Autor: firmainvitadapj
20 febrero, 2026
El pasado 3 de diciembre de 2025 vivimos una jornada muy especial en el cantón San Sebastián Asuchío, en el municipio de Zaragoza, El Salvador. Allí realizamos una brigada de salud comunitaria dentro del proyecto “Contribuir al Derecho a una Vida libre de Violencias de mujeres rurales a través del fortalecimiento económico y social desde un enfoque agroecológico y medio ambiental”, financiado por el Ayuntamiento de Madrid y la Fundación Integralia, y ejecutado en coordinación con la Asociación de Mujeres Tecleñas.

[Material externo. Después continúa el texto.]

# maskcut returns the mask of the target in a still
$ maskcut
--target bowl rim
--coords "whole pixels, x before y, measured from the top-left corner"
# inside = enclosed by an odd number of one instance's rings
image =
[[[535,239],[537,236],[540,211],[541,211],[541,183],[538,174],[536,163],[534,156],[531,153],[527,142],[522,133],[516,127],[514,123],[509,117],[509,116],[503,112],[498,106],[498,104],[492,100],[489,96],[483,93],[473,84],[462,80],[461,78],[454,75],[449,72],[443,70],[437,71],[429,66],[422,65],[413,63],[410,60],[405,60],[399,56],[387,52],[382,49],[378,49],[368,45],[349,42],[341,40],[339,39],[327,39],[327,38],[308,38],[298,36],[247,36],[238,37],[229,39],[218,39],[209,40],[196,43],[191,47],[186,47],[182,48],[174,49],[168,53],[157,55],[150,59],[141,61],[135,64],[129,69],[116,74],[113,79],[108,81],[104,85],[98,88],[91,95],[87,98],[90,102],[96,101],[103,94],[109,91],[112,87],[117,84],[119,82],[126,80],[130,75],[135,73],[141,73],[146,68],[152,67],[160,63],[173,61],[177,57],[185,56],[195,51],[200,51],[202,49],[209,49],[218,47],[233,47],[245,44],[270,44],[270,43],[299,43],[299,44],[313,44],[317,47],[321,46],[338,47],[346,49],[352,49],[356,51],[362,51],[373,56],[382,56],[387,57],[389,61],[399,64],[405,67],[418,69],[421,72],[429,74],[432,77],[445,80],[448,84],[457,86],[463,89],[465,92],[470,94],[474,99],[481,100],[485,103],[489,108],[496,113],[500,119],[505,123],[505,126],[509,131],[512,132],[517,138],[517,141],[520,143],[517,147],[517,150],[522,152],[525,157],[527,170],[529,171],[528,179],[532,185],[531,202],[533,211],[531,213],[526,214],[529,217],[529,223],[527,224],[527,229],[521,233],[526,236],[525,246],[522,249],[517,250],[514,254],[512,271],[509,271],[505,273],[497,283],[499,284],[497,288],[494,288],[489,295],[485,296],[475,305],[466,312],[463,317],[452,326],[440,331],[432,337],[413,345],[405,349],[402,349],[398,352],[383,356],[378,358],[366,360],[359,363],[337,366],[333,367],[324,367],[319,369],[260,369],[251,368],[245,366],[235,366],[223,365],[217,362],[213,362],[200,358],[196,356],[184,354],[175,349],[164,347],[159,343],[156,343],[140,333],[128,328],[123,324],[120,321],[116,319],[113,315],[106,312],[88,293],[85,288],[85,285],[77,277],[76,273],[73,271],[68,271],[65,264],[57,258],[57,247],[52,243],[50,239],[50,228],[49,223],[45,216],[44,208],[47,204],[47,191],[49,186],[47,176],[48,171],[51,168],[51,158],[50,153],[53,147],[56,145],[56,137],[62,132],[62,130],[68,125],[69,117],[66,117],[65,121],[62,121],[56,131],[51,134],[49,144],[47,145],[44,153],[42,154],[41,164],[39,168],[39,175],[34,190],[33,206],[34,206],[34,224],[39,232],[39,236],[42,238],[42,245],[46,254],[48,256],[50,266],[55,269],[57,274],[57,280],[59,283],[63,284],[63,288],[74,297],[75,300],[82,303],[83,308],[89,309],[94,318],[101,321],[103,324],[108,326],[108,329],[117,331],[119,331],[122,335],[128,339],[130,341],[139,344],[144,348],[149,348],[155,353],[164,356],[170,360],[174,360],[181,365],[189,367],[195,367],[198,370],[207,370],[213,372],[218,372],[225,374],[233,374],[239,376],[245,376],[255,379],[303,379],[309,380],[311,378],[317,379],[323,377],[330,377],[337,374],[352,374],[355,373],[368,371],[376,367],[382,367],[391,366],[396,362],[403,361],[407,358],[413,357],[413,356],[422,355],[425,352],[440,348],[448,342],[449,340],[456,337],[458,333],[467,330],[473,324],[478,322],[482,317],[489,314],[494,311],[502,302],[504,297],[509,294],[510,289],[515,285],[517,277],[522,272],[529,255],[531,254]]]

Nuestro trabajo allí tiene un eje muy claro: fortalecer el empoderamiento económico de mujeres en situación de vulnerabilidad a través de emprendimientos agroecológicos. Pero hay algo que tenemos muy presente: no puede haber una vida libre de violencias si no hay acceso a la salud.
La salud también es un derecho
En muchas comunidades rurales, ir al médico no es tan sencillo como pedir cita y coger el autobús. Las distancias son largas, el transporte es limitado y la situación económica complica aún más las cosas. Y cuando hablamos de mujeres, la realidad se vuelve todavía más compleja: las responsabilidades de cuidado, la dependencia económica y las dificultades para desplazarse hacen que muchas consultas médicas se pospongan… o no lleguen nunca.
Por eso, las brigadas de salud comunitarias son mucho más que una jornada puntual. Son una forma de acercar servicios esenciales, de reducir brechas y de recordar algo fundamental: la salud es un derecho.
Una comunidad que se organiza
La brigada se desarrolló bajo el modelo comunitario Consejo Qío, que busca unir esfuerzos institucionales y comunitarios para llevar servicios de salud a los territorios que más lo necesitan. Antes de llegar a San Sebastián Asuchío hubo un proceso importante de coordinación con la Oficina de Planificación del Área Metropolitana de San Salvador (OPAMSS): identificar necesidades, crear alianzas y decidir juntas dónde era más urgente intervenir.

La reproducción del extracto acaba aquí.